Computer engineers are already working on tiny wearable computers. Computer implants - chips beneath the skin that Alvin Toffler predicted in his 1981 book, "The Third Wave" - are probably next. They could allow a constant, internal connection to cyberspace and make the virtual-human interaction described in "Idoru" a reality.
It sounds outlandish. But people like Mr. Beard are addressing legal questions raised by virtual actors that would have seemed unthinkable just 10 years ago. Tougher questions are bound to follow: Is it right to re-create someone digitally? Is this different from using a photo of a dead actor in advertisements? How can actors defend against abuse of their image after they're dead? How far should we let the pairing of digital beings and artificial-intelligence programs go?

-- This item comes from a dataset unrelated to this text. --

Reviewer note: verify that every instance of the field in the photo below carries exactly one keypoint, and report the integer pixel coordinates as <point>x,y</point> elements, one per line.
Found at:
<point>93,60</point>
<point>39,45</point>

"There might be a day when virtual people get so efficient that some real people aren't needed anymore," says Kyoko Date's creator, Hori. "That's scary."
For the time being, though, few people expect moviegoers to react badly to the possibility of seeing long-dead actors bantering with today's heartthrobs. We've been given a taste of this kind of thing before, thanks to simple cut-and-paste film techniques, and we've loved it. Coke ran a mammothly successful TV ad campaign that featured Elton John serenading Humphrey Bogart; Forrest Gump bumbled his way through history; and we've hummed along as Natalie Cole crooned "Unforgettable" on a music video with her father.
"The virtual predates the advent of what we call the virtual," Gibson says. "You wake up in an airport hotel and hear Elvis singing 'Heartbreak Hotel' on the radio, you do not freeze in primitive fear and think, 'The dead sing!' In fact, maybe you should. We've been around for a million years, and this is very new."